Projekt "Kommunikative soziale Stilistik"

Theoretischer Ansatz für ein allgemeines Modell der Bildung kommunikativer sozialer Stile

Kommunikativer Stil ist von zentraler Bedeutung für die Symbolisierung von sozialer Identität. In der sprachlichen Selbstdefinition und Fremdwahrnehmung orientieren sich die Beteiligten einerseits an leicht fassbaren Einzelphänomenen, die den Charakter von Schlüssel-Elementen bekommen, andererseits an der holistischen Wahrnehmung des kommunikativen Handelns, wobei Erscheinungen ganz unterschiedlicher Art eine Rolle spielen wie pragmatische Regeln für die kontextbezogene Wahl von Unterhaltungsthemen, Höflichkeit oder Konfliktbehandlung, die Verwendung von Ausdrucksweisen für die soziale Charakterisierung von sich und anderen oder formelhaftes Sprechen. Die Verknüpfung der Erscheinungen auf den unterschiedlichen sprachlichen Ebenen machen den kommunikativen sozialen Stil der Sprecher aus. Im kommunikativen sozialen Stil verarbeiten die Akteure soziale und sprachliche Bedingungen ihrer gesellschaftlichen Existenz. Dazu gehören u.a. die folgenden Zusammenhänge:
  • Sozialökologie und pragmatische Regeln. Die Strukturierung des kommunikativen Handelns in Relation zu den sozialräumlichen und ökonomischen Spielräumen zeigt sich besonders deutlich an der Regulierung der sozialen Distanz und der möglichen Geltungsansprüche des Individuums in der Gesellschaft sowie der Regelung der grundlegenden Tauschbeziehungen (Geben und Nehmen, wechselseitige Hilfe, Solidarität usw.).
  • Die Verarbeitung von Erfahrungen zur Soziosemantik, d.h. der spezifischen Prägung des Sozialwortschatzes und der Ausdrucksformen für soziale Eigenschaften und ihre Bewertung.

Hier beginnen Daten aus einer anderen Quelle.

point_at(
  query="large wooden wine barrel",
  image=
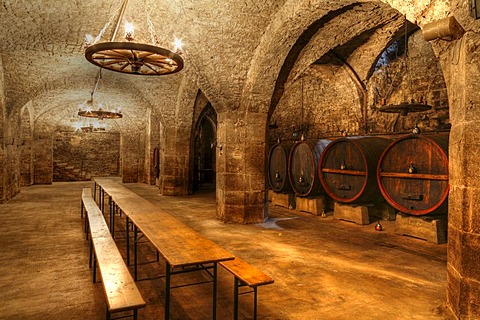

  • Die Auseinandersetzung mit kommunikativen Normen und Leitvorstellungen des sozialen Handelns. Beispiele sind die Diskussion um die "politische Kultur" bzw. die "Streitkultur" oder die Vorstellungen von Anstand, Schicklichkeit und gutem Geschmack. Das Streben nach "Kultivierung" weckt immer wieder auch Widerstand und gerät in Widerspruch zu anderen Leitvorstellungen, z.B. der Natürlichkeit und des Ursprünglichen, ggf. auch einer demonstrativen Betonung des Groben und Hässlichen in bestimmten Subkulturen.
Die Organisation eines Ausdruckssystems für die Symbolisierung sozialer Identität gestattet den Angehörigen einer sozialen Welt, auf ökonomische und kommunikativ sehr wirksame Weise sich sozial zu verorten, im sozialen Raum für andere wahrnehmbar präsent zu sein. Sie können ihren kommunikativen Stil als Identitätssymbol einsetzen bei ihrer Abgrenzung gegen andere und "politisch" nutzen, z.B. bei der Durchsetzung von Rechten und bei der Auseinandersetzung um Ressourcen.